Les Chroniques d’Ana : retour sur Plumes. Sauve qui poule!

Qu’elle était bonne cette idée de transformer un homme en… poule ! Dans une Égypte contemporaine, fait de 2 pièces et demi, ce logis délabré et sale ressemblerait à un décor de cinéma – sans compter le quartier nomadland qui laisse entrevoir de la fenêtre des tours d’usine monstrueuse – sauf qu’il peut s’agir d’une maison insalubre dans laquelle bon nombre d’Égyptiens pauvres habitent. Une famille composée d’un mari pas bien joyeux voire rigide, d’une mère étouffée et passive et de leurs trois enfants en bas âge (dont un nouveau-né), posés devant un téléviseur où défilent des dessins animés (américains hurlant) : difficile de joindre les deux bouts, mangent-ils à leur faim (ou que mangent-ils), le docteur peut-il les soigner (ou peuvent-ils faire appel à lui), mais comme dans ces cultures, à l’approche de l’anniversaire du plus grand garçon, ce sera abondance et spectacle, en la présence d’un patron dont on attend un bon bakchich, fête et fidélité oblige, à la manière des mafias familiales. Clou du spectacle, un tour de magie dans une boîte, et hop, le maître des lieux disparaît, pour ne réapparaître… jamais sous la forme humaine qu’on lui connaissait… Sur le lit marital, les plumes d’une poule, dans la pièce, il faudra courir après ses cris, avec de l’argent qu’on n’a pas, tenter de ressusciter l’homme…
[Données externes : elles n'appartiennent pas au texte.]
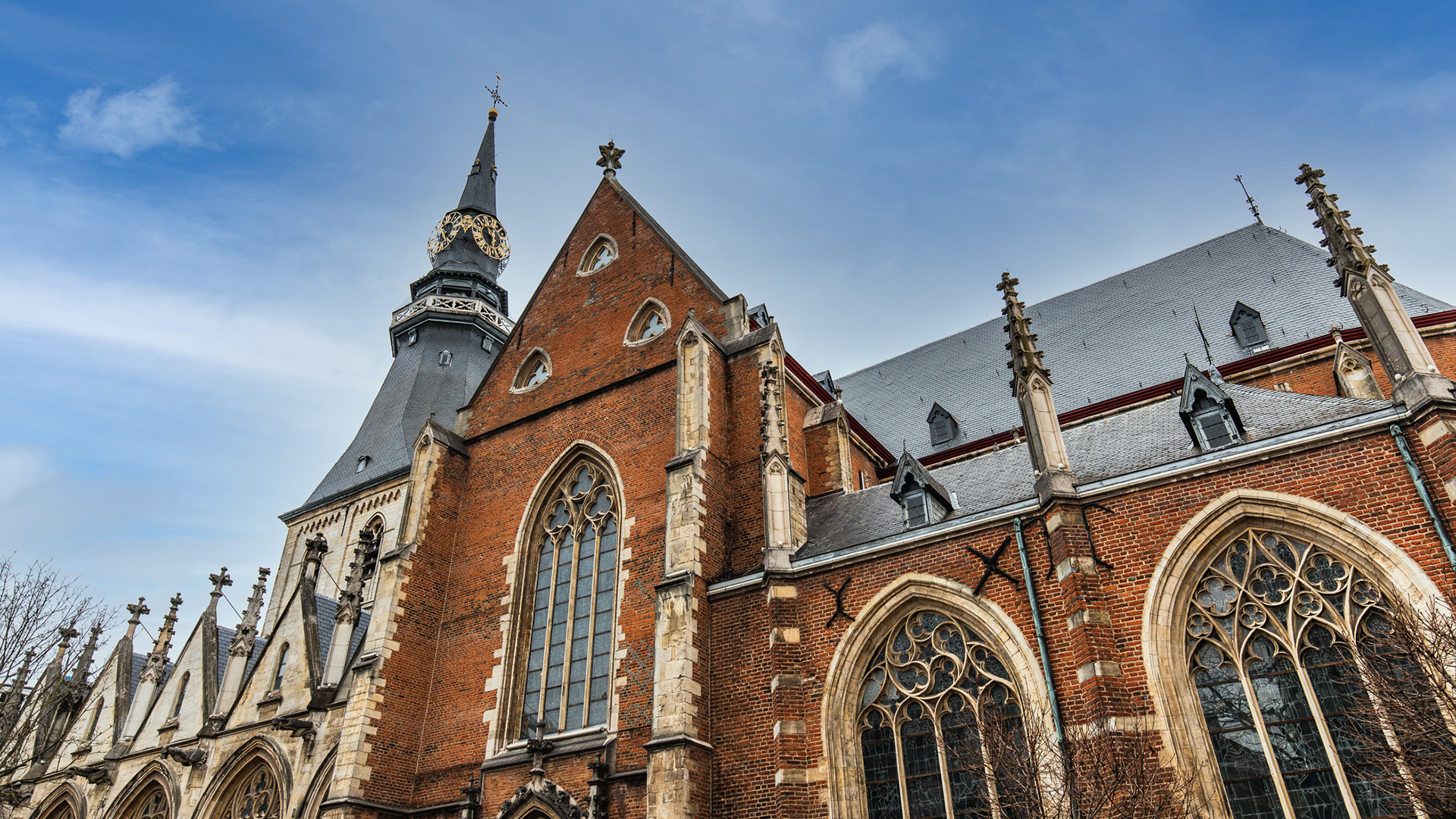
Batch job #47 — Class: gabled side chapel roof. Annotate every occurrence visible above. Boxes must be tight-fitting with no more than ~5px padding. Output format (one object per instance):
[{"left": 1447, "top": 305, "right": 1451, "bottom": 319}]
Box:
[{"left": 834, "top": 224, "right": 1451, "bottom": 465}]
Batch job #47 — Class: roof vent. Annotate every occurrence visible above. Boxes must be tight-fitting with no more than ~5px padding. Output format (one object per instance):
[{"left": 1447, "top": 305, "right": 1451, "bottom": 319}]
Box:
[
  {"left": 1228, "top": 302, "right": 1269, "bottom": 348},
  {"left": 924, "top": 402, "right": 961, "bottom": 446}
]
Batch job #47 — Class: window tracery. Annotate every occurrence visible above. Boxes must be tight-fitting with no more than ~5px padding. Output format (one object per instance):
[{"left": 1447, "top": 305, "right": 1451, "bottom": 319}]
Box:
[
  {"left": 513, "top": 350, "right": 551, "bottom": 392},
  {"left": 127, "top": 784, "right": 169, "bottom": 819},
  {"left": 1185, "top": 528, "right": 1410, "bottom": 819},
  {"left": 521, "top": 460, "right": 617, "bottom": 736},
  {"left": 578, "top": 234, "right": 617, "bottom": 275},
  {"left": 214, "top": 762, "right": 282, "bottom": 819},
  {"left": 858, "top": 610, "right": 1028, "bottom": 819}
]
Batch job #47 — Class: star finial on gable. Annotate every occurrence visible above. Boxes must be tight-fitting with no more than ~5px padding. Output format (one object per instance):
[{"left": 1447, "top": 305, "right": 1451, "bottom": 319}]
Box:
[{"left": 597, "top": 140, "right": 626, "bottom": 177}]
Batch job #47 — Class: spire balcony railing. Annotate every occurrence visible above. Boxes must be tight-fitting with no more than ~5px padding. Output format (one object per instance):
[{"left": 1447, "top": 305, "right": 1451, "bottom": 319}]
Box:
[{"left": 389, "top": 293, "right": 516, "bottom": 332}]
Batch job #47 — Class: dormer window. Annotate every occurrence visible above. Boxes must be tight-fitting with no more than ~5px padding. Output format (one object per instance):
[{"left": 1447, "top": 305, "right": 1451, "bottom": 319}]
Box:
[
  {"left": 1228, "top": 302, "right": 1269, "bottom": 348},
  {"left": 1178, "top": 364, "right": 1244, "bottom": 452},
  {"left": 924, "top": 402, "right": 961, "bottom": 446},
  {"left": 576, "top": 233, "right": 617, "bottom": 275},
  {"left": 890, "top": 452, "right": 954, "bottom": 529},
  {"left": 511, "top": 347, "right": 551, "bottom": 392},
  {"left": 1192, "top": 389, "right": 1238, "bottom": 449}
]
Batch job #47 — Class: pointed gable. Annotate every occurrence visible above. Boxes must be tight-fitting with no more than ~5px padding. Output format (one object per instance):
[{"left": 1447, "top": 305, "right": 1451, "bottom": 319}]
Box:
[{"left": 466, "top": 177, "right": 747, "bottom": 438}]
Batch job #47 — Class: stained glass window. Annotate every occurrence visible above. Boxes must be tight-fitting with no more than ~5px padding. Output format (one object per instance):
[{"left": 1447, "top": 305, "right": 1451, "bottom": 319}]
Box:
[
  {"left": 1187, "top": 529, "right": 1410, "bottom": 819},
  {"left": 217, "top": 762, "right": 282, "bottom": 819},
  {"left": 638, "top": 310, "right": 667, "bottom": 341},
  {"left": 521, "top": 460, "right": 617, "bottom": 736},
  {"left": 516, "top": 350, "right": 551, "bottom": 389},
  {"left": 859, "top": 610, "right": 1027, "bottom": 819},
  {"left": 581, "top": 236, "right": 617, "bottom": 272}
]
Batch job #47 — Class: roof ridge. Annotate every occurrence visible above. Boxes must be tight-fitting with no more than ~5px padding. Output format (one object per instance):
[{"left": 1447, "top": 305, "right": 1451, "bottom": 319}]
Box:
[{"left": 836, "top": 221, "right": 1298, "bottom": 381}]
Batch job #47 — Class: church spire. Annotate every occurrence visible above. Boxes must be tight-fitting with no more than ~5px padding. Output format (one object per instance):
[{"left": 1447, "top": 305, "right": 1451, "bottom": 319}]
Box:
[
  {"left": 996, "top": 272, "right": 1075, "bottom": 503},
  {"left": 1294, "top": 163, "right": 1453, "bottom": 410},
  {"left": 456, "top": 106, "right": 500, "bottom": 215}
]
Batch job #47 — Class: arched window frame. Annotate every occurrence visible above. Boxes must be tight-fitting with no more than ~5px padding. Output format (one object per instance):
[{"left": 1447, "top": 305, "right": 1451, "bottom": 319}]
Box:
[
  {"left": 1141, "top": 490, "right": 1446, "bottom": 819},
  {"left": 820, "top": 574, "right": 1054, "bottom": 819},
  {"left": 111, "top": 761, "right": 180, "bottom": 819},
  {"left": 192, "top": 737, "right": 293, "bottom": 819},
  {"left": 576, "top": 233, "right": 622, "bottom": 275},
  {"left": 622, "top": 297, "right": 673, "bottom": 347},
  {"left": 511, "top": 347, "right": 551, "bottom": 395},
  {"left": 485, "top": 440, "right": 630, "bottom": 754},
  {"left": 168, "top": 672, "right": 192, "bottom": 723},
  {"left": 268, "top": 642, "right": 288, "bottom": 694}
]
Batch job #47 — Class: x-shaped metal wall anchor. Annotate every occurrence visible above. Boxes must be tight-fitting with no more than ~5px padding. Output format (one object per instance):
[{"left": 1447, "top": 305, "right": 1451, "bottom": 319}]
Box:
[
  {"left": 824, "top": 574, "right": 855, "bottom": 628},
  {"left": 965, "top": 535, "right": 1021, "bottom": 598}
]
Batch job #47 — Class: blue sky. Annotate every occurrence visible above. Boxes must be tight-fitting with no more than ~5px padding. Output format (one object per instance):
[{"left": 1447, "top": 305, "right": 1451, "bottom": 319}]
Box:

Passés la kyrielle d’émotions tout aussi décalées les unes que les autres – rire, surprise, inquiétude, doute, fierté jusqu’à l’angoisse –, c’est la conscience tragique que la mère devra assurer le gîte et le couvert, trouver de l’argent donc un emploi pour subvenir aux besoins de la famille recomposée (le galliforme en plus) en plus de tenter de retrouver son mari, du moins dans sa forme originelle. C’est donc avec plusieurs registres que joue le récit, partant du burlesque en passant par le satirique avant d’en arriver à l’absurde, pour peindre le tableau d’une société patriarcale dont le film se moque pourtant, même si ce sont bien les hommes qui ont le pouvoir, y compris quand ils sont poule – car comment déguster sa poule de mari au pot ? Par ailleurs, bien qu’on sente la blague arriver, dans cette mise en abyme du spectacle (que voit le spectateur des convives qui sont en train d’assister au spectacle de magie), la rapidité avec laquelle se déroule la métamorphose est déroutante, tant la scène et l’image sont remplies durant ce moment clé (le nombre de personnages, le bruit, la joyeuse folie et son mouvement). On voudrait bien revenir en arrière, mais trop tard, il faudra faire avec, comme l’héroïne, et ses deux enfants qui ne comprennent pas non plus tout à fait ce qui s’est produit – imaginez votre conjoint se transformer sous vos yeux en caniche lors d’une soirée anniversaire de votre mère. Après la folie de l’événement, les plans se fixent sur les personnages regardant la poule vivre chez eux ou sur la poule elle-même tentant de survivre dans ce contexte non animalier, quoique…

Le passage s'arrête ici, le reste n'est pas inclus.